Assim, eventuais atrasos na conclusão de obras e entregas de empreendimentos terão relação íntima e clara com as restrições governamentais e econômicas impostas ao setor decorrentes da pandemia do COVID-19.
O mesmo raciocínio outrora empregado às Incorporadoras e Construtoras, contudo, não poderão se aproveitar aos adquirentes de unidades imobiliárias para se furtarem ao cumprimento de suas obrigações contratuais. Explico o porquê.
Uma análise superficial deste cenário permitiria concluir que os adquirentes, pautados pela ocorrência de caso fortuito ou de força maior, se liberariam das obrigações contratuais assumidas (mormente àquelas concernentes ao pagamento das parcelas devidas) e poderiam pleitear a rescisão motivada do contrato. A justificativa, portanto, seria a falta de recursos financeiros necessários à manutenção dos pagamentos causado pelo desemprego ou insucesso empresarial.
Ocorre, todavia, que independentemente da pandemia do novo coronavírus, o risco do adquirente perder a sua fonte de renda já existia à época da aquisição do bem imóvel. Esse é, inclusive, o posicionamento da jurisprudência, que entende que o desemprego superveniente à contratação não é fundamento apto a ensejar a rescisão motivada do contrato de aquisição imobiliária.

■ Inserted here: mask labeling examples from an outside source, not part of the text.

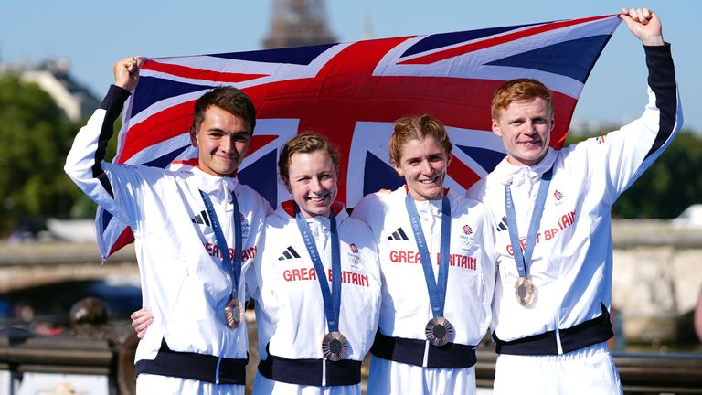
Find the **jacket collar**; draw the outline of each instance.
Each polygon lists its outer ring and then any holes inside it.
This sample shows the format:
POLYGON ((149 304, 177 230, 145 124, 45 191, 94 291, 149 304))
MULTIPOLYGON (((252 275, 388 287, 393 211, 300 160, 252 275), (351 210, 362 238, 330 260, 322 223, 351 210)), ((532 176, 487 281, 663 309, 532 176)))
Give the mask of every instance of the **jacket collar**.
POLYGON ((533 184, 553 166, 557 156, 558 153, 551 147, 548 147, 541 162, 534 165, 514 165, 507 162, 505 156, 490 173, 490 176, 502 185, 521 184, 522 182, 533 184))

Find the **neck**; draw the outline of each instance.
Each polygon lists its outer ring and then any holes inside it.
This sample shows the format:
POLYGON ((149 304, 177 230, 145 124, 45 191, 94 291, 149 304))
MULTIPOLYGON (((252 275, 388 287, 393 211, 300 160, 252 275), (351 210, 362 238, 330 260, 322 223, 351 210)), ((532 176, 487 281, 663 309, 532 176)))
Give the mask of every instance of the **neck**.
POLYGON ((414 201, 441 200, 443 198, 443 188, 441 188, 438 195, 432 197, 423 197, 411 189, 409 189, 409 193, 414 201))

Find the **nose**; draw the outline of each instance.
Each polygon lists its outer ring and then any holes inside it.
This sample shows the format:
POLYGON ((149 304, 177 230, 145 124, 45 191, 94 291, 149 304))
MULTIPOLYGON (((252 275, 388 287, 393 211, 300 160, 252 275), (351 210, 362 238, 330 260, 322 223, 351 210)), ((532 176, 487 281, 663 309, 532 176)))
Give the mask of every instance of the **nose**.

A escassez de renda, ocasionada pelo COVID-19, por si só, não poderá ser considerado um fato imprevisível que gera consequências inevitáveis. Pelo contrário, o adquirente, ao assumir tamanha obrigação que é a aquisição de um imóvel, deveria ter agido com o mínimo de prudência e ter garantido as economias necessárias para o integral adimplemento das parcelas. Não poderá, agora, utilizar-se desse cenário catastrófico para se ver livre de suas obrigações em claro arrepio à boa-fé objetiva.
Existe, todavia, outro mecanismo à disposição dos adquirentes para enfrentar esta crise, e que não acarretará em enriquecimento ilícito de uma das partes. Amparado pela Lei do Distrato (Lei nº 13.786/2018), o adquirente poderá pleitear a resilição unilateral do contato entabulado (rescisão imotivada), mediante o recebimento das quantias efetivamente pagas, deduzidas as penalidades previstas (multa, impostos, taxa de fruição, etc.).
Fato é que essa pandemia pegou todos os players do mercado imobiliário, incluindo os adquirentes e consumidores, de surpresa. A pandemia, diante dos seus efeitos calamitosos e proporções até o presente momento incalculáveis, exigirá boa-fé por parte de todos; afinal, estamos tratando, também, da vida de sociedades empresárias.